Chinese video game live-streaming platform Huya (HUYA -3.90%) said it had received a letter from Tencent (TCEHY -1.31%) offering to mentor a merger between Huya and DouYu (DOYU -0.99%), Huya's biggest rival in the esports streaming space.
Tencent is a majority owner of Huya, having acquired a 50.1% stake in the gaming platform earlier this year. Its interactive entertainment chief was made the chairman of Huya's board. It also has a significant stake in DouYu.
It's game-on in China
Huya cautions it only just received the letter, so investors thinking of trading its stock on the news should understand there's no guarantee a deal will be consummated. But Tencent has been pushing to get the two companies to merge.
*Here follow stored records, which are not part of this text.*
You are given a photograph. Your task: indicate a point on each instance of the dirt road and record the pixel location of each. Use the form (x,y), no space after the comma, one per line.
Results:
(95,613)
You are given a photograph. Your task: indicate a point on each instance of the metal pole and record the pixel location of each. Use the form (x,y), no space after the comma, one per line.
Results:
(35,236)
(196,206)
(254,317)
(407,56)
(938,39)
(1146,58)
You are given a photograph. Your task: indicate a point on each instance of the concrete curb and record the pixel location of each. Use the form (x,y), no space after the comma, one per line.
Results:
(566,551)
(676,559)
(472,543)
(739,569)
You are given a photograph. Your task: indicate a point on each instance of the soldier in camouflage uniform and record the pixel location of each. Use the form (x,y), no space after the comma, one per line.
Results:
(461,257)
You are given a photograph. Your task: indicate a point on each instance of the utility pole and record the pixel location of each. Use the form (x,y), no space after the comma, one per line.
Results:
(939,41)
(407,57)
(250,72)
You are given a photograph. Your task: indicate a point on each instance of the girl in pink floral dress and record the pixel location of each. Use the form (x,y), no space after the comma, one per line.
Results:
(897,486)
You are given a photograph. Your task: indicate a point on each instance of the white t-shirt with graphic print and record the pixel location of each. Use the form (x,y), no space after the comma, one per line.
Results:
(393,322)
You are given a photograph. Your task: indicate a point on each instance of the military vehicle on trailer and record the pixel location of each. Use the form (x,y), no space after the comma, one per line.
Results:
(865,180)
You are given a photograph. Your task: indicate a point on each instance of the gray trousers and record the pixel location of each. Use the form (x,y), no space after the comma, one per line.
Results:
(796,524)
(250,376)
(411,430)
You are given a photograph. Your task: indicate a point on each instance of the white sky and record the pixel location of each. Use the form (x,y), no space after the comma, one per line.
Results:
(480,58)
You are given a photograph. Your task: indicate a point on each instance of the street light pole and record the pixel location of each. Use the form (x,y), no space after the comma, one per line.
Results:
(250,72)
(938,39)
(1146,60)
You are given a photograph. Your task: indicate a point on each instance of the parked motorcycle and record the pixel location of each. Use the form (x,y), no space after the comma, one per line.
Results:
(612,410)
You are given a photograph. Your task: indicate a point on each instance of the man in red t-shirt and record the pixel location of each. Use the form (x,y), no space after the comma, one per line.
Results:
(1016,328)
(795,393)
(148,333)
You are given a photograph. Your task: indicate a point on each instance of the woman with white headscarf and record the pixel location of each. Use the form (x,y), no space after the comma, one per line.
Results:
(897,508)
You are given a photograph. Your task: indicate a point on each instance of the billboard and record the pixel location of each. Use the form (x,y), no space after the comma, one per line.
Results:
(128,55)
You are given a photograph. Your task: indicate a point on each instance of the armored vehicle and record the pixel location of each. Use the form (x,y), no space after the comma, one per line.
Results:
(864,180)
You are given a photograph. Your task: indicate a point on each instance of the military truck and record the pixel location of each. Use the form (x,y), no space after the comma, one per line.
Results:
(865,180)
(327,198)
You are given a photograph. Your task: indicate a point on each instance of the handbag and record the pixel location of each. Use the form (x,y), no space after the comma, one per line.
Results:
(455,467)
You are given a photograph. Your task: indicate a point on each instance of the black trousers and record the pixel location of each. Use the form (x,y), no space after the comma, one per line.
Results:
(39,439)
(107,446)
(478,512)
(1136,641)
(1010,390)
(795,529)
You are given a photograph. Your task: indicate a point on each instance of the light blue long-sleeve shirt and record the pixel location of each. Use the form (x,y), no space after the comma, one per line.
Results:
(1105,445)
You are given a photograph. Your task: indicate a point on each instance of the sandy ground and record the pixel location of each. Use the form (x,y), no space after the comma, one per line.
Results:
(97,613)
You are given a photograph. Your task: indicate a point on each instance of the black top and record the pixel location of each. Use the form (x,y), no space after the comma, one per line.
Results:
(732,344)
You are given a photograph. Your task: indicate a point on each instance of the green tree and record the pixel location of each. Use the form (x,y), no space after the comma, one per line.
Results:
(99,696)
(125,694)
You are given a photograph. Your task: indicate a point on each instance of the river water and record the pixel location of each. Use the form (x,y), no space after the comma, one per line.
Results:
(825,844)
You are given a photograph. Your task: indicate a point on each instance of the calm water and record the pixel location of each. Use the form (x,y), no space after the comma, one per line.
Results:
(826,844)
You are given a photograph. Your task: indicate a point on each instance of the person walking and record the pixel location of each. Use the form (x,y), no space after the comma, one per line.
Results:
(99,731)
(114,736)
Huya is the most popular online gaming site in China while DouYu is No. 2, and together they control over 80% of the Chinese market. Merging the two would also make it easier for Tencent to integrate its own eGame streaming site, which is currently ranked fourth, while also fending off ByteDance, the owner of Tiktok, which is also developing a gaming platform.
According to Huya, Tencent offered to support the stock-for-stock merger as an investor in each company, as well as participating in the deal "in such manner and on such terms and conditions as to be further discussed and mutually agreed upon."
Separately, JOYY (YY 3.59%), from which Huya was spun off two years ago, announced it sold 30 million Class B shares of Huya to Tencent for $810 million. Huya said Tencent would also buy 1 million shares of Huya's Class B stock from Huya CEO Rongjie Dong.
DouYu also announced it had received the same letter from Tencent and will consider the offer. It's unknown whether such a merger would run afoul of China's anti-monopoly law, which prohibits mergers that restrict competition.